Messagepar Dubreuil » 22 juil. 2018, 07:47

PATHOLOGIE MORTELLE

La confrontation à la mort provoque un effroi, une sidération – ce que Freud désigne par Schreck, l’expression de notre confrontation au Réel. L’homme en échappe grâce à une transformation de cet effroi en satisfaction de survivre. Malheureusement, elle n’aboutit pas à une véritable sublimation : une part subsiste et devient puissance, « instinct de puissance » ; la puissance que ressent celui qui est debout, au-dessus du mort, gisant. C’est presque comme s’il l’avait tué. C’est ensuite comme cela que va se manifester l’instinct de survie dans son expression la plus radicale : par le meurtre.

Un pas de plus, et le meurtre devient une expression, la plus basse, de l’instinct de survivre. Le meurtre peut s’entendre comme la maîtrise de la mort de l’autre, le meilleur garant de la survie.
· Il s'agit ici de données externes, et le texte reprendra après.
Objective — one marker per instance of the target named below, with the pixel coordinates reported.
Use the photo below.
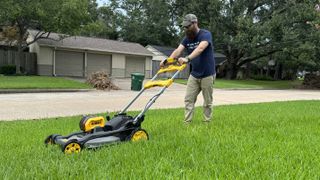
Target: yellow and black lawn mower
(97, 131)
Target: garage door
(69, 63)
(134, 65)
(98, 62)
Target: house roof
(95, 44)
(168, 50)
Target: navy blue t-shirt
(204, 64)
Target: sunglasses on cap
(187, 27)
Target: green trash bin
(136, 81)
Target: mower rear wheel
(139, 135)
(72, 147)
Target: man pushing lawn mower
(199, 45)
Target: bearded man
(199, 46)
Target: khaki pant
(194, 86)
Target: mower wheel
(50, 139)
(72, 146)
(138, 135)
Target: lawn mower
(97, 131)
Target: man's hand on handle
(183, 60)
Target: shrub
(311, 81)
(102, 81)
(8, 69)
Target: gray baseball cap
(188, 19)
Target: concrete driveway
(43, 105)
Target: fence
(28, 63)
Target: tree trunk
(18, 60)
(278, 71)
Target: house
(79, 56)
(160, 53)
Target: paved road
(42, 105)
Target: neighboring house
(160, 53)
(80, 56)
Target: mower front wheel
(50, 139)
(72, 147)
(139, 135)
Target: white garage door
(69, 63)
(98, 62)
(134, 65)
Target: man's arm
(176, 53)
(201, 47)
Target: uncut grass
(270, 140)
(251, 84)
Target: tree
(249, 30)
(62, 16)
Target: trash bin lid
(137, 74)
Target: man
(199, 46)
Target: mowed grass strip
(40, 82)
(251, 84)
(277, 140)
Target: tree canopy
(286, 31)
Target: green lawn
(39, 82)
(256, 141)
(251, 84)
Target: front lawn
(39, 82)
(251, 84)
(256, 141)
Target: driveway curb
(15, 91)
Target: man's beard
(191, 34)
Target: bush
(261, 77)
(8, 69)
(311, 81)
(101, 80)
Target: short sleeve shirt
(204, 64)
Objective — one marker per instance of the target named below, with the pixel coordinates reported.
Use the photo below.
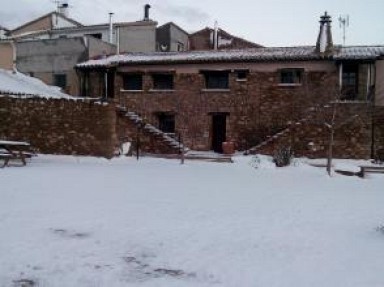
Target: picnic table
(15, 150)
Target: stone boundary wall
(60, 126)
(311, 138)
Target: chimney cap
(325, 18)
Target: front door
(111, 84)
(219, 127)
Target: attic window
(133, 82)
(60, 80)
(162, 81)
(241, 75)
(216, 80)
(291, 76)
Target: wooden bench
(372, 169)
(14, 150)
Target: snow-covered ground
(76, 221)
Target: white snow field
(78, 221)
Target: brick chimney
(324, 42)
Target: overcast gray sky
(270, 23)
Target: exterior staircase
(277, 136)
(172, 144)
(311, 113)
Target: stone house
(259, 98)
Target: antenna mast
(344, 23)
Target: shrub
(283, 156)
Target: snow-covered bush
(379, 158)
(283, 156)
(380, 228)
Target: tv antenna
(344, 23)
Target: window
(180, 47)
(217, 80)
(133, 82)
(241, 75)
(167, 123)
(60, 80)
(350, 82)
(291, 76)
(162, 81)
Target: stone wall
(60, 126)
(256, 107)
(352, 135)
(148, 142)
(378, 127)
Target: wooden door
(219, 128)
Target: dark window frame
(291, 76)
(350, 82)
(216, 80)
(242, 75)
(132, 82)
(163, 81)
(60, 80)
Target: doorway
(219, 131)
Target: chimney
(63, 9)
(110, 38)
(146, 12)
(324, 42)
(215, 36)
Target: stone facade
(311, 137)
(257, 100)
(378, 136)
(60, 126)
(255, 107)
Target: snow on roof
(304, 53)
(20, 84)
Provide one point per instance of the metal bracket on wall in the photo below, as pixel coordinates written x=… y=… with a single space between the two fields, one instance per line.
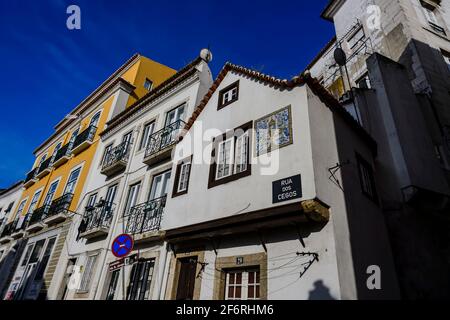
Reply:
x=334 y=170
x=261 y=238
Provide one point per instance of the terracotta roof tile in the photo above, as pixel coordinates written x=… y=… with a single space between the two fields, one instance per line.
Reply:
x=168 y=84
x=281 y=84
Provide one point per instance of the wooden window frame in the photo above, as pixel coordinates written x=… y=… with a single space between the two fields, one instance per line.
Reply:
x=221 y=104
x=361 y=163
x=151 y=84
x=175 y=192
x=212 y=181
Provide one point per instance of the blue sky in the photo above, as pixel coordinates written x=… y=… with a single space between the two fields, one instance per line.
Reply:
x=46 y=69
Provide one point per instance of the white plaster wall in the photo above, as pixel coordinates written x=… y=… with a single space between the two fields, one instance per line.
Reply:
x=253 y=192
x=283 y=265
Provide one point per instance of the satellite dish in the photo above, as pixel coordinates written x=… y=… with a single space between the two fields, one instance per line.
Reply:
x=206 y=55
x=340 y=57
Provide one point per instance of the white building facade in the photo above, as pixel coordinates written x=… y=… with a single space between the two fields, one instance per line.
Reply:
x=258 y=214
x=11 y=244
x=395 y=81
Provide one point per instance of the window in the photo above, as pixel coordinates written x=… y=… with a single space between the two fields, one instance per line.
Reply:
x=364 y=82
x=160 y=186
x=148 y=84
x=356 y=38
x=430 y=14
x=45 y=258
x=74 y=136
x=231 y=156
x=9 y=208
x=366 y=178
x=176 y=114
x=106 y=152
x=87 y=273
x=274 y=131
x=34 y=202
x=20 y=212
x=71 y=183
x=446 y=56
x=149 y=128
x=224 y=159
x=50 y=193
x=36 y=251
x=140 y=280
x=95 y=119
x=228 y=95
x=91 y=201
x=113 y=285
x=182 y=174
x=132 y=197
x=27 y=255
x=42 y=160
x=58 y=146
x=241 y=153
x=242 y=285
x=127 y=137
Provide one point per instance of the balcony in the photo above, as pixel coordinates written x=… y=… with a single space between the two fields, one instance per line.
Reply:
x=84 y=140
x=161 y=143
x=31 y=178
x=18 y=232
x=58 y=211
x=44 y=169
x=144 y=220
x=62 y=156
x=116 y=159
x=35 y=223
x=97 y=220
x=5 y=236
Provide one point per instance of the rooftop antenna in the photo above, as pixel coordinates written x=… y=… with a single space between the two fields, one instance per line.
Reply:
x=206 y=54
x=341 y=59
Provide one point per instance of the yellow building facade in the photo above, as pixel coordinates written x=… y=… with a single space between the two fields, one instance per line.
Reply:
x=55 y=185
x=134 y=73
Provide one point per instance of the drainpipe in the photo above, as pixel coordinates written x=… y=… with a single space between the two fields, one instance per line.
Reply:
x=162 y=279
x=116 y=216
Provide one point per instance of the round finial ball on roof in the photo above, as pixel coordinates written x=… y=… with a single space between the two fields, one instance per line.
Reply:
x=206 y=55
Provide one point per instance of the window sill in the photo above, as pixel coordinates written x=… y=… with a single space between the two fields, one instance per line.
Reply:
x=238 y=176
x=440 y=35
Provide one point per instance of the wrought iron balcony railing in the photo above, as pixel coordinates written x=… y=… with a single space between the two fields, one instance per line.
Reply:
x=31 y=175
x=38 y=215
x=164 y=138
x=60 y=205
x=117 y=154
x=64 y=151
x=7 y=230
x=98 y=216
x=87 y=135
x=44 y=165
x=146 y=217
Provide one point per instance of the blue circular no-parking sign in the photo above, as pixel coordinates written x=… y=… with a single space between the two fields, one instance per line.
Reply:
x=122 y=245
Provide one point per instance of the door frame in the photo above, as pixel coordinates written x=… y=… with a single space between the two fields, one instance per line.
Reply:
x=174 y=273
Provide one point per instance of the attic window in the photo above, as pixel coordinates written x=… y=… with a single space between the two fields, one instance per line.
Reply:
x=228 y=95
x=446 y=56
x=148 y=84
x=430 y=11
x=356 y=38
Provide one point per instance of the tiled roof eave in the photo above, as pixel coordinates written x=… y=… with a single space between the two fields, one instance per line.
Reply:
x=167 y=85
x=304 y=78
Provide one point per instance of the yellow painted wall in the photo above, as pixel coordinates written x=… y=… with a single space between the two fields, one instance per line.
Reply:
x=152 y=70
x=64 y=171
x=136 y=74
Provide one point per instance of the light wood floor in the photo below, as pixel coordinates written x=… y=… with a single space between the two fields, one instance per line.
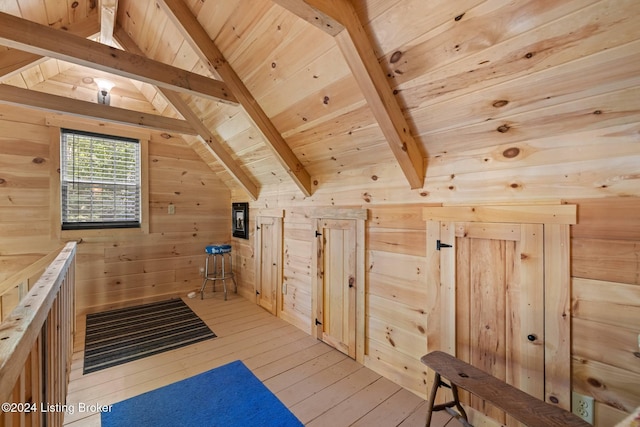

Seulement, le seul moyen de s’assurer cette maîtrise, est de répéter cet acte. C’est une des voies du héros.
Désir d’immortalité

L’instinct de survie contient en germe « tous les désirs humains d’immortalité ». Deux voies opposées s’offrent à l’homme : soit tenir le danger à distance, soit au contraire le rechercher et l’affronter. C’est une autre facette de la voie du héros.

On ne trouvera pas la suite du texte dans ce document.